Mining photo-sharing websites to study ecological phenomena

  • Authors:
  • Haipeng Zhang;Mohammed Korayem;David J. Crandall;Gretchen LeBuhn

  • Affiliations:
  • Indiana University, Bloomington, IN, USA;Indiana University, Bloomington, IN, USA;Indiana University, Bloomington, IN, USA;San Francisco State University, San Francisco, CA, USA

  • Venue:
  • Proceedings of the 21st international conference on World Wide Web
  • Year:
  • 2012

Quantified Score

Hi-index 0.02

Visualization

Abstract

The popularity of social media websites like Flickr and Twitter has created enormous collections of user-generated content online. Latent in these content collections are observations of the world: each photo is a visual snapshot of what the world looked like at a particular point in time and space, for example, while each tweet is a textual expression of the state of a person and his or her environment. Aggregating these observations across millions of social sharing users could lead to new techniques for large-scale monitoring of the state of the world and how it is changing over time.

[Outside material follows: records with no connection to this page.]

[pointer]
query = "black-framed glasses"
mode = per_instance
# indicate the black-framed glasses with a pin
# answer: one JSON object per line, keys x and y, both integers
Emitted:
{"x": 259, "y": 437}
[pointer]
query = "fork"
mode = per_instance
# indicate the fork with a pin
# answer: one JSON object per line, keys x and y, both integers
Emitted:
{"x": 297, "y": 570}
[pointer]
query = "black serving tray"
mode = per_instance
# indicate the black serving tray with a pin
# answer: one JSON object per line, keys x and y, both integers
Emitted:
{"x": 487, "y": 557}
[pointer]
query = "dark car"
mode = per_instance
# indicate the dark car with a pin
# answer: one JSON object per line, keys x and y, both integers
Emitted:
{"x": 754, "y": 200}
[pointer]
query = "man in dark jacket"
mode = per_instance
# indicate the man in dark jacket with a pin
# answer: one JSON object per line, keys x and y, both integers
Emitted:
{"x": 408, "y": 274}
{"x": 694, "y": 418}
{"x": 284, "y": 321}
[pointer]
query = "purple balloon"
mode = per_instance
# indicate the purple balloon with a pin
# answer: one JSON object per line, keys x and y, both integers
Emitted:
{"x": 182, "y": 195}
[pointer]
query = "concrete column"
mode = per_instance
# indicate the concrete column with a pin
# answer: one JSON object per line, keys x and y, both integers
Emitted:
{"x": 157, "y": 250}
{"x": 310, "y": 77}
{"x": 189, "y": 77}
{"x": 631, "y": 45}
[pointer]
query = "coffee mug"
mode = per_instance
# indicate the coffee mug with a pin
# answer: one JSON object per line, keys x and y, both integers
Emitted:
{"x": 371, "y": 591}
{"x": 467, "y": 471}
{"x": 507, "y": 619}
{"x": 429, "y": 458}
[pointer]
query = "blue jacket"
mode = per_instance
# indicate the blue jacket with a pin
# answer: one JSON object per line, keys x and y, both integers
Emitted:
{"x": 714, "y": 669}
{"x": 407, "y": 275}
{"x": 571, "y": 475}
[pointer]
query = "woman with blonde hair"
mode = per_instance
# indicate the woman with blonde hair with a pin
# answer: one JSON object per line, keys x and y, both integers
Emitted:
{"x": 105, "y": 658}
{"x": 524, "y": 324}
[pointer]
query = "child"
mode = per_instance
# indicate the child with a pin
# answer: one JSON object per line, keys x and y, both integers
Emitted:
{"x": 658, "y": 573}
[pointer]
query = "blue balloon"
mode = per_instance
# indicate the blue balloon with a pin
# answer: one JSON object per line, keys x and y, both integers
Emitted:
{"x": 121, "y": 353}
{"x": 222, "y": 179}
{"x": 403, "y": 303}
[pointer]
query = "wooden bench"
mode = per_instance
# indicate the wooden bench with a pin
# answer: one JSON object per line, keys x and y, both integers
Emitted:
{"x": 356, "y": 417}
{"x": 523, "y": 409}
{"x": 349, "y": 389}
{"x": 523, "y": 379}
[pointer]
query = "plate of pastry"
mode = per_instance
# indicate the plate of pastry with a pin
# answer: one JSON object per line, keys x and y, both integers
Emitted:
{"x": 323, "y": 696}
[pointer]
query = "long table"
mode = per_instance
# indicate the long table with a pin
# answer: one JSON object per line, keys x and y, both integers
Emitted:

In this paper we step towards that goal, showing that by analyzing the tags and image features of geo-tagged, time-stamped photos we can measure and quantify the occurrence of ecological phenomena including ground snow cover, snow fall and vegetation density. We compare several techniques for dealing with the large degree of noise in the dataset, and show how machine learning can be used to reduce errors caused by misleading tags and ambiguous visual content. We evaluate the accuracy of these techniques by comparing to ground truth data collected both by surface stations and by Earth-observing satellites. Besides the immediate application to ecology, our study gives insight into how to accurately crowd-source other types of information from large, noisy social sharing datasets.